I am curling from a page with very ill-formed code. There is a particular snippet of the page I am trying to parse into paragraphs. This input snippet may be divided by <p>
and </p>
or separated by one or more <br>
or <br/>
tags. In cases where there are two <br>
tags after another, I don't want those to be two separate pargaraphs.

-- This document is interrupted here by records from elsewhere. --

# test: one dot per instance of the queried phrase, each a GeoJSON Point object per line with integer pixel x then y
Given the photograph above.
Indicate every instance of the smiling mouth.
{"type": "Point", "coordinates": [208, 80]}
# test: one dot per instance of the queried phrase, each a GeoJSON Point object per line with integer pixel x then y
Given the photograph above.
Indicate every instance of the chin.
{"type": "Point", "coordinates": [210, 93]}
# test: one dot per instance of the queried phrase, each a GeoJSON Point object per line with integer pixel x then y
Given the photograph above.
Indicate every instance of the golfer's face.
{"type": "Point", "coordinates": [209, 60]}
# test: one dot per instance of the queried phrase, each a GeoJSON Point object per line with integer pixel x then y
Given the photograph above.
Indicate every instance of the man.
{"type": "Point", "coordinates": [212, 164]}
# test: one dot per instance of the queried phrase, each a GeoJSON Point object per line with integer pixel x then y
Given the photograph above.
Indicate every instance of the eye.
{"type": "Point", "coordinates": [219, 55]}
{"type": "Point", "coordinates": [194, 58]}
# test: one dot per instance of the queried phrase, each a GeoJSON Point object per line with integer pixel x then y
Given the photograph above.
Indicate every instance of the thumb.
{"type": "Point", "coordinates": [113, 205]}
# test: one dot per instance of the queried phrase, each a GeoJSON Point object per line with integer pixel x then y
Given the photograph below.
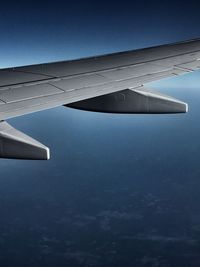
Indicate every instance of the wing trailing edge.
{"type": "Point", "coordinates": [137, 100]}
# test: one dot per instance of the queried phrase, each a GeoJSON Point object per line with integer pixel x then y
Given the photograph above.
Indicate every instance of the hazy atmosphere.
{"type": "Point", "coordinates": [119, 190]}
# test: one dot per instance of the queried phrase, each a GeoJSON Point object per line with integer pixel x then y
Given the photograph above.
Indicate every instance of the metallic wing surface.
{"type": "Point", "coordinates": [110, 83]}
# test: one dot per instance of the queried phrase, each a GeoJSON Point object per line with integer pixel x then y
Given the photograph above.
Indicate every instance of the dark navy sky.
{"type": "Point", "coordinates": [119, 190]}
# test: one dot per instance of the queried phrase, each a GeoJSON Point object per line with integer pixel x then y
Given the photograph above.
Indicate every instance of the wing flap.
{"type": "Point", "coordinates": [138, 100]}
{"type": "Point", "coordinates": [17, 145]}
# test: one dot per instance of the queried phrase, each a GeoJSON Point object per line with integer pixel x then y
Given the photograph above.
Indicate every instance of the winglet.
{"type": "Point", "coordinates": [17, 145]}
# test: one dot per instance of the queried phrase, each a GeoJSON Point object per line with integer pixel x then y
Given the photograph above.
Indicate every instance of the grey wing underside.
{"type": "Point", "coordinates": [91, 84]}
{"type": "Point", "coordinates": [32, 88]}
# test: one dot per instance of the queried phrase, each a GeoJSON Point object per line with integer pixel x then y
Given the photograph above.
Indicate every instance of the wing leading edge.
{"type": "Point", "coordinates": [91, 84]}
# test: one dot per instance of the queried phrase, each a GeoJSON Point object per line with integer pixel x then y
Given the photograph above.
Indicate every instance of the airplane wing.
{"type": "Point", "coordinates": [109, 83]}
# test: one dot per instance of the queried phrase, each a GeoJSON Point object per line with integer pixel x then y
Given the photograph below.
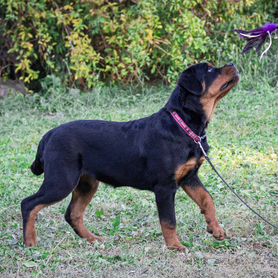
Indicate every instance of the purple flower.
{"type": "Point", "coordinates": [256, 38]}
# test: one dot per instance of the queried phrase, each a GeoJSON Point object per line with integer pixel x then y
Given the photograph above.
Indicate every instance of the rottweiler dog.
{"type": "Point", "coordinates": [152, 153]}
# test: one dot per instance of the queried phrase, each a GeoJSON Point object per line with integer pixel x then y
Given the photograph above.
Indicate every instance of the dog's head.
{"type": "Point", "coordinates": [208, 84]}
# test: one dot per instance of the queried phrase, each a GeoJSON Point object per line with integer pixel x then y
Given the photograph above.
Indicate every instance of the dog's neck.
{"type": "Point", "coordinates": [189, 109]}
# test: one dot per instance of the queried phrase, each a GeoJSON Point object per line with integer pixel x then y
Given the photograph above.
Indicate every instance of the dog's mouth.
{"type": "Point", "coordinates": [230, 83]}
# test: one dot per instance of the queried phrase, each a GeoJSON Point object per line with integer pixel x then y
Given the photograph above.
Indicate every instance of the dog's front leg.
{"type": "Point", "coordinates": [165, 200]}
{"type": "Point", "coordinates": [195, 189]}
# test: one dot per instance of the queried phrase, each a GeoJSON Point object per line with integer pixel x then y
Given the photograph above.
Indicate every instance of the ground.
{"type": "Point", "coordinates": [243, 148]}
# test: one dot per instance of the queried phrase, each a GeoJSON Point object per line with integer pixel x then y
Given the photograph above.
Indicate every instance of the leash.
{"type": "Point", "coordinates": [198, 140]}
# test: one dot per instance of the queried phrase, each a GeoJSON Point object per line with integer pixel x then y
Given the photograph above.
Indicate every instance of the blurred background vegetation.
{"type": "Point", "coordinates": [89, 43]}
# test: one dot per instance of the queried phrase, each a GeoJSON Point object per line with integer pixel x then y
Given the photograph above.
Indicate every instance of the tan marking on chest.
{"type": "Point", "coordinates": [184, 169]}
{"type": "Point", "coordinates": [201, 160]}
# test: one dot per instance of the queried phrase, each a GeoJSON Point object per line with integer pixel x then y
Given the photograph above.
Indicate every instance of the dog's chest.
{"type": "Point", "coordinates": [184, 169]}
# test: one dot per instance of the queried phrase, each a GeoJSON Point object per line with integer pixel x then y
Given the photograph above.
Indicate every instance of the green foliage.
{"type": "Point", "coordinates": [243, 141]}
{"type": "Point", "coordinates": [88, 42]}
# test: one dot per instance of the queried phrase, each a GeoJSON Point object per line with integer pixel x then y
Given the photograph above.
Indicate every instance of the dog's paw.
{"type": "Point", "coordinates": [94, 238]}
{"type": "Point", "coordinates": [217, 232]}
{"type": "Point", "coordinates": [177, 247]}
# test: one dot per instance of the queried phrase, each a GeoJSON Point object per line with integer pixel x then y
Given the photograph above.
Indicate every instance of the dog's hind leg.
{"type": "Point", "coordinates": [60, 180]}
{"type": "Point", "coordinates": [81, 197]}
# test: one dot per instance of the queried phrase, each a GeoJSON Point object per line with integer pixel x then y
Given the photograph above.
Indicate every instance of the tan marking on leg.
{"type": "Point", "coordinates": [79, 203]}
{"type": "Point", "coordinates": [30, 229]}
{"type": "Point", "coordinates": [171, 238]}
{"type": "Point", "coordinates": [205, 202]}
{"type": "Point", "coordinates": [184, 169]}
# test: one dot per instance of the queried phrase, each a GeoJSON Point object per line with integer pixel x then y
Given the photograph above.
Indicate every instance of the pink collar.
{"type": "Point", "coordinates": [186, 128]}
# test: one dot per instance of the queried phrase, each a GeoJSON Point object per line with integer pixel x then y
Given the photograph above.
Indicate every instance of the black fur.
{"type": "Point", "coordinates": [143, 154]}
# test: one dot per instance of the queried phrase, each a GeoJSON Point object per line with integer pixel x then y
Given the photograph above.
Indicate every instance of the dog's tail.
{"type": "Point", "coordinates": [37, 165]}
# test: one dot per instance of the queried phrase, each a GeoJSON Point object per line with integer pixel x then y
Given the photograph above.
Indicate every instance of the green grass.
{"type": "Point", "coordinates": [243, 138]}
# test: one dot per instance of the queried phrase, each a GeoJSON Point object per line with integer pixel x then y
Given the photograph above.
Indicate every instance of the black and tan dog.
{"type": "Point", "coordinates": [152, 153]}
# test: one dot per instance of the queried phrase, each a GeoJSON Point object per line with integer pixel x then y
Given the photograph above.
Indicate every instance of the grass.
{"type": "Point", "coordinates": [243, 138]}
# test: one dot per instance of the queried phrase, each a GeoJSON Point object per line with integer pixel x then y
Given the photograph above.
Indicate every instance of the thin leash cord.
{"type": "Point", "coordinates": [233, 191]}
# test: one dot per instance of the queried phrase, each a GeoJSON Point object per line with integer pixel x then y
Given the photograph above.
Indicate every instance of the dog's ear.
{"type": "Point", "coordinates": [190, 80]}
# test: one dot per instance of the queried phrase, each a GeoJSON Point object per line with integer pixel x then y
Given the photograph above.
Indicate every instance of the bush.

My current code I'm trying to parse/display with is
$paragraphs = preg_split('/(<\s*p\s*\/?>)|(<\s*br\s*\/?>)|(\s\s+)|(<\s*\/p\s*\/?>)/', $article, -1, PREG_SPLIT_NO_EMPTY);
$paragraphcount = count($paragraphs);
for($x = 1; $x <= $paragraphcount; $x++ )
{
echo "<p>".$paragraphs[$x-1]."</p>";
}
However, this is not working as expected. Some different inputs/outputs are as follows:
Input 1: first part </p> <p> second part </p> <p> third part </p> <p> fourth part <br/>
Output 1: <p>first part </p><p> </p><p>second part </p><p> </p><p> third part </p><p> </p><p>fourth part</p><p> </p>
My code is parsing the input into paragraphs; however, it's also adding extra paragraphs containing only a space.
Any help would be appreciated.
Input is UTF-8 if it makes a difference.